Our treatise of recursion leads us now to another interesting case of recursion. It's as easy and elegant as the mathematical definition. Now we come to implement the factorial in Python. In other words, recursion in computer science is a method where the solution to a problem is based on solving smaller instances of the same problem. Replacing the calculated values gives us the following expression A recursion can end up in an infinite loop, if the base case is not met in the calls. A base case is a case, where the problem can be solved without further recursion. A recursive function terminates, if with every recursive call the solution of the problem is downsized and moves towards a base case. Termination condition: A recursive function has to fulfil an important condition to be used in a program: it has to terminate. If a function definition satisfies the condition of recursion, we call this function a recursive function. Usually, it is returning the return value of this function call. Recursion is a method of programming or coding a problem, in which a function calls itself one or more times in its body.
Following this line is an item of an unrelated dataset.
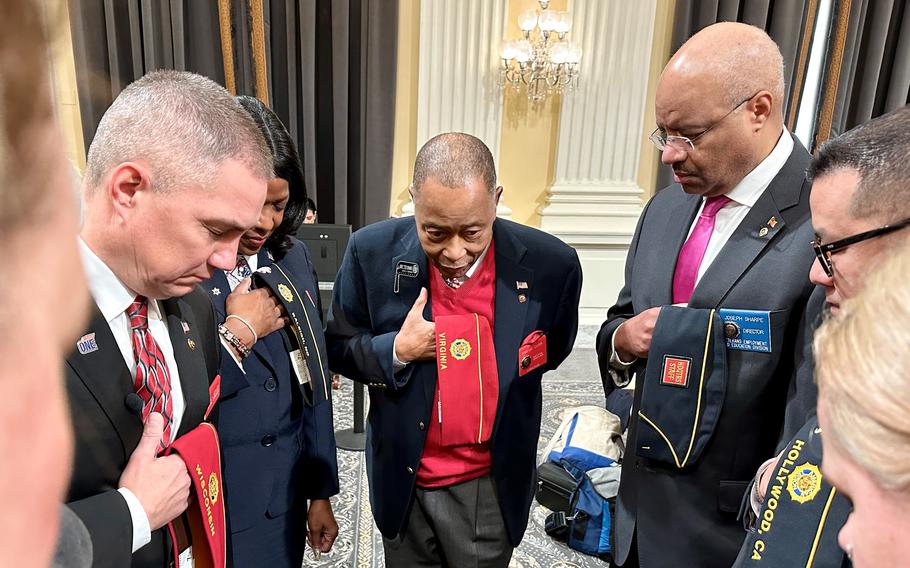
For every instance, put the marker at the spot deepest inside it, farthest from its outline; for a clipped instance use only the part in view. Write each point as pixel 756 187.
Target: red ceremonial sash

It's used so often as an example for recursion because of its simplicity and clarity.Įnjoying this page? We offer live Python training courses covering the content of this site. Most people who have done some mathematics, computer science or read a book about programming will have encountered the factorial, which is defined in mathematical terms as And this is what a recursive definition or a recursive function does: It is "running back" or returning to itself. The adjective "recursive" originates from the Latin verb "recurrere", which means "to run back". We have to stop our short excursion to the use of recursion in natural language to come back to recursion in computer science and programs and finally to recursion in the programming language Python. And if the number of sentences is infinite, the number of possible thoughts and intentions is infinite too, because virtually every sentence expresses a different thought or intention."1 Indeed, the repertoire of sentences is theoretically infinite, because the rules of language use a trick called recursion.Ī recursive rule allows a phrase to contain an example of itself, as in She thinks that he thinks that they think that he knows and so on, ad infinitum. The possible combinations quickly multiply out to unimaginably large numbers. The cognitive scientist and linguist Stephen Pinker phrases it like this: "With a few thousand nouns that can fill the subject slot and a few thousand verbs that can fill the predicate slot, one already has several million ways to open a sentence. Even with a very simple grammar rule, like "An English sentence contains a subject and a predicate, and a predicate contains a verb, an object and a complement", we can demonstrate the infinite possibilities of the natural language.

Our way of thinking is based on a recursive thinking processes. Recursion is not only a fundamental feature of natural language, but of the human cognitive capacity. We think that, you think, we convinced you now that, we can go on forever with this example of a recursion from natural language. He is sure I think I know recursion has something to do with infinity. I think I know recursion has something to do with infinity. I know recursion has something to do with infinity. Recursion has something to do with infinity.